La plupart des détenus consultés avaient des attitudes ambiguës quant à ce qu'ils pourraient faire après leur libération. Ils auraient aimé changer, mais changeraient de leur propre chef. Ils refusaient l'aide offerte par l'établissement correctionnel, mais cherchaient quand même de l'aide.

Cette observation reflète deux aspects de la situation caractéristique des détenus. D'une part, la majorité des détenus n'avait pas encore une identité bien définie. Ils se percevaient tantôt comme des citoyens respectueux des lois qui avaient fait une erreur, tantôt comme des criminels. D'autre part, selon les détenus, cette incertitude était due à l'apparent manque de fermeté des objectifs du système correctionnel. Confus et frustrés par la contradiction entre les objectifs formels du système correctionnel et ce qu'ils vivent chaque jour en prison, les détenus demandaient avec une colère de plus en plus évidente: «que voulez-vous vraiment»?

Au début de cet article, le rapport entre les détenus et le système correctionnel a été appelé un processus de communication.
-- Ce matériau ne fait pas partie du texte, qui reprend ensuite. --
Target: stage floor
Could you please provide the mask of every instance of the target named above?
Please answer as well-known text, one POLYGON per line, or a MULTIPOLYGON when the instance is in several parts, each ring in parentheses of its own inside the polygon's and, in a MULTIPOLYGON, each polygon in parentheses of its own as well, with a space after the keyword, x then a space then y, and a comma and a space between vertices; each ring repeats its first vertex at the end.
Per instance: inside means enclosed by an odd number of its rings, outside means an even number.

Il s'agit peut-être aussi d'un dialogue de sourds.


(1)Claudio Besozzi, Direction de la recherche et des statistiques, Service correctionnel du Canada, 340 avenue Laurier ouest, Ottawa (Ontario) K1A 0P9.
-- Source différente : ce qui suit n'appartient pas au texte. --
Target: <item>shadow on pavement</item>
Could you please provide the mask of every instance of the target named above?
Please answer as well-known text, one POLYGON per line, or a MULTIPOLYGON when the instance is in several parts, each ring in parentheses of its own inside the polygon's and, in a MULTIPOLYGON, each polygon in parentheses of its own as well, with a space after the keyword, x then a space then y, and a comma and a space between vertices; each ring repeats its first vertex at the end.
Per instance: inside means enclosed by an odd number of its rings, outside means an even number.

(2)Zamble (E.) et Porporino (F.), Coping, Behaviour and Adaptation in Prison Inmates, New York: Springer-Verlag, 1988, pp. 4-7.
(3)Les noms des détenus ont été changés.
(4)Toutes les citations étaient à l'origine en français, mais ont été adaptées ici.
(5)Les détenus qui ont été consultés étaient emprisonnés pour la première fois dans un établissement correctionnel fédéral. La plupart d'entre eux avaient un casier judiciaire et avaient déjà été emprisonnés dans des établissements spécialisés pour les jeunes ou dans des établissements correctionnels provinciaux.
(6)Pour une présentation approfondie de cette étude, voir Besozzi (C.) et Soullière (N.), Les détenus et leur prison : la perception de la prison chez les détenus d'un pénitencier à moyenne sécurité, Rapports de recherche J et 2, Ottawa, Service correctionnel du Canada, 1993. On peut aussi s'adresser à l'auteur pour obtenir une version circonstanciée de cet article.
(7)L'emploi de termes comme «certains» et «bon nombre» n'a pas de connotation quantitative. Il faut les prendre comme des énoncés existentiels: il y a au moins un détenu qui tient cette déclaration pour vraie.
(8)Pour une description des «jeux intellectuels», voir McDermott (K.) et King (R.D.), «Where the Action Is in Prisons», British Journal of Criminology, 28, 3, 1988, p. 357-375.
(9)Zamble et Porporino (voir le renvoi n° 2) concluent que le régime correctionnel a manqué l'occasion de profiter de l'ouverture qui survient au début d'une peine. Il semble que certains employés ferment les fenêtres que certains détenus ont oublié de fermer.
(10)Ce thème revient dans la plupart des romans écrits par d'anciens détenus. Voir par exemple Bunker (E.), No Beast So Fierce, New York, Norton, 1973:
«L'idée de la libération conditionnelle me terrifiait davantage que l'idée d'être emprisonné ne l'avait fait il y avait si longtemps. Cela m'aidait un peu de savoir que ce genre de nervosité n'est pas rare, quoique souvent niée, chez des hommes pour qui le monde hors de la prison s'estompe de plus en plus aufil des ans.» (p. 11) [adaptation]
En revanche, la peur dont ont parlé les détenus consultés n'était pas tant la peur que leur inspirait un monde extérieur qui avait changé que la peur de se retrouver dans un monde qui n'avait pas changé depuis leur entrée en prison.
(11)Duncan (M.G.), «Cradled on the Sea: Positive Images of Prison and Theories of Punishment», California Law Review, 76, 6, 1988, p. 1202-1247.